As they speak, the figure pulls out a small, battered laptop from a bag slung over their shoulder—the most mundane object in this realm of magic and light—and taps the trackpad. The screen flickers to life with a harsh, blue glow that contrasts sharply with our golden surroundings. A new window opens. A cursor blinks innocently in the center of an empty page.

“Here goes nothing,” they mutter, bringing their fingers up toward the keyboard.

We don’t watch them type yet; we just wait. We hold the space for it. Because that pause, that hesitation before the first keystroke, is often the hardest moment a writer faces. But then—*clack-clack-clack*—the sound of keys striking the surface cuts through the silence like a bell.

The figure starts typing. Not perfectly. With pauses. With corrections. But they are moving. The amber light pulses in rhythm with their keystrokes, and suddenly, the entire island seems to settle into place, no longer drifting aimlessly but anchored by that first act of creation.

“Keep going,” I say, smiling as I watch them work. “Don’t stop now.”

“Don’t need to tell me twice,” they reply, their shoulders relaxing visibly. The tension that had been coiled in their neck for hours begins to unwind.

As we prepare to leave this island too, watching the figure continue to type with a newfound rhythm, Ember leans back against the railing of our boat, looking out at the endless drift ahead. “See?” she says softly. “We don’t need grand gestures or cosmic interventions.
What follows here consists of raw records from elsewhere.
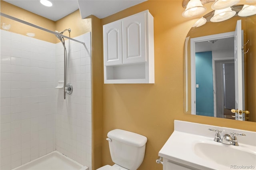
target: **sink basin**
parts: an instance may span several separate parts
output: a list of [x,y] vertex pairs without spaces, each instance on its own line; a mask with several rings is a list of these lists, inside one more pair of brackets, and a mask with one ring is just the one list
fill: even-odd
[[[238,138],[239,146],[226,144],[214,141],[209,128],[222,131],[222,137],[230,132],[246,136]],[[164,167],[173,163],[174,169],[178,165],[178,169],[256,170],[256,132],[174,121],[174,130],[158,156]]]
[[[240,149],[236,148],[238,147]],[[232,165],[242,165],[255,167],[256,154],[242,150],[242,147],[220,143],[216,144],[196,143],[194,146],[194,149],[195,153],[198,156],[224,166],[230,167]]]

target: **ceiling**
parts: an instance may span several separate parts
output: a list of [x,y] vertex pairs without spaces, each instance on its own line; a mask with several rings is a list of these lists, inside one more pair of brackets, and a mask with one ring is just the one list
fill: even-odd
[[234,37],[217,40],[213,43],[207,41],[196,43],[196,52],[230,50],[234,51]]
[[49,0],[50,7],[40,0],[4,0],[8,3],[56,21],[79,9],[81,18],[93,15],[102,18],[146,0]]

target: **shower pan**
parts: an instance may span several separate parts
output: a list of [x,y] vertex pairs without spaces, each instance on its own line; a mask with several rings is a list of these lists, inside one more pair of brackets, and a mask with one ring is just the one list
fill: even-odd
[[[62,31],[61,32],[58,32],[57,31],[55,31],[55,32],[59,33],[60,34],[63,34],[63,33],[66,31],[68,31],[70,33],[71,31],[71,30],[70,28],[66,29]],[[66,99],[66,93],[68,95],[71,95],[73,92],[73,87],[72,85],[69,83],[67,84],[67,50],[65,45],[65,40],[64,38],[59,35],[55,34],[56,37],[58,39],[60,40],[61,42],[61,43],[63,45],[64,47],[64,99]]]

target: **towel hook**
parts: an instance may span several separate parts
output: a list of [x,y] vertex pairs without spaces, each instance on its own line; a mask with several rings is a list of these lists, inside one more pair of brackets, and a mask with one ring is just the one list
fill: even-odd
[[[244,46],[245,45],[246,45],[247,43],[248,43],[248,42],[249,42],[250,41],[250,40],[248,40],[247,41],[247,42],[246,42],[246,43],[245,43],[245,44],[244,44],[244,45],[243,45],[243,46],[242,47],[242,51],[244,51]],[[249,50],[250,49],[247,49],[247,51],[246,51],[246,52],[245,53],[244,53],[244,52],[242,51],[242,52],[244,53],[244,54],[246,54],[246,53],[247,53],[248,52],[248,51],[249,51]]]

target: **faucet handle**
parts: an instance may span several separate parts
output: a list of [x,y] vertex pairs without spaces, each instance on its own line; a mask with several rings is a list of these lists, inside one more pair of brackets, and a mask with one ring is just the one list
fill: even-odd
[[230,133],[231,134],[233,134],[232,137],[231,138],[232,139],[232,141],[231,141],[231,144],[232,145],[234,146],[239,146],[238,144],[238,142],[237,141],[237,138],[236,138],[236,135],[238,136],[246,136],[245,134],[241,133],[236,133],[234,132],[232,132]]
[[221,130],[218,130],[218,129],[211,128],[208,128],[208,130],[209,130],[216,132],[216,134],[215,134],[215,137],[214,137],[214,138],[213,139],[214,141],[217,142],[222,142],[221,137],[220,137],[220,133],[219,133],[219,132],[222,132]]
[[209,130],[213,131],[214,132],[222,132],[222,131],[221,130],[218,130],[218,129],[214,129],[214,128],[209,128],[208,129],[208,130]]

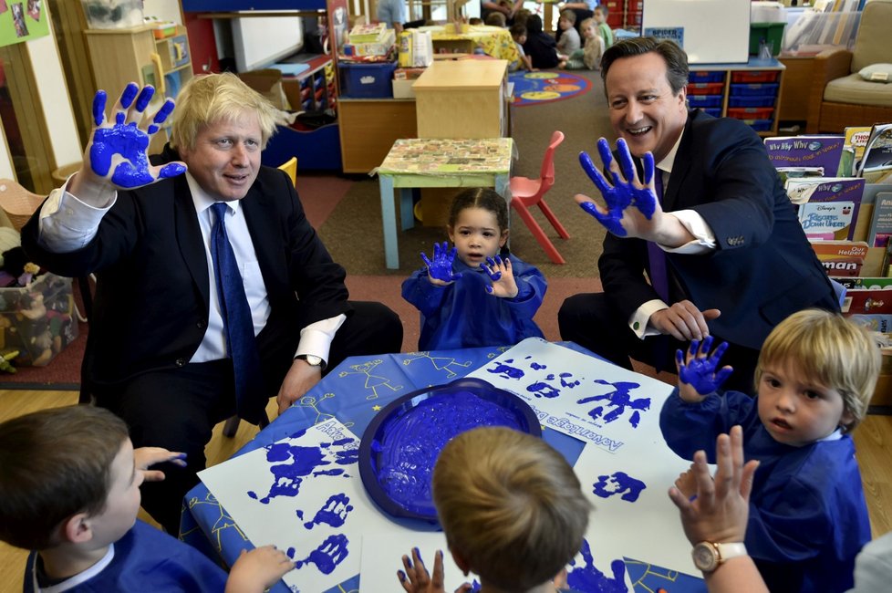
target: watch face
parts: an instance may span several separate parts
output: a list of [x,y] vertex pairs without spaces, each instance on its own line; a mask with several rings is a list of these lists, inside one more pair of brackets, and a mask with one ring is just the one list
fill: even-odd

Just someone willing to face the cursor.”

“Yeah,” I say, feeling that same surge of warmth spreading through me again. “Just one sentence is all it takes to change the trajectory of a whole life.”

The boat moves forward again, leaving the island behind as we drift toward the next cluster of lights on the horizon. The sea below is quieter now, the churning smoothed out by our passage, and above us, the stars seem brighter, as if they too are cheering for someone who finally decided to write a second line today.

And as we sail into that light, I realize something profound: the drift isn’t just about saving people from their worst moments. It’s about helping them find the courage to start again, over and over and over again, until the story finds its own way forward on its own.

“Ready?” Ember asks, her hand ready on the tiller as she steers us toward whatever comes next.

“Always,” I reply, watching the blinking cursor in the distance turn into a steady stream of light. “Let’s keep drifting.”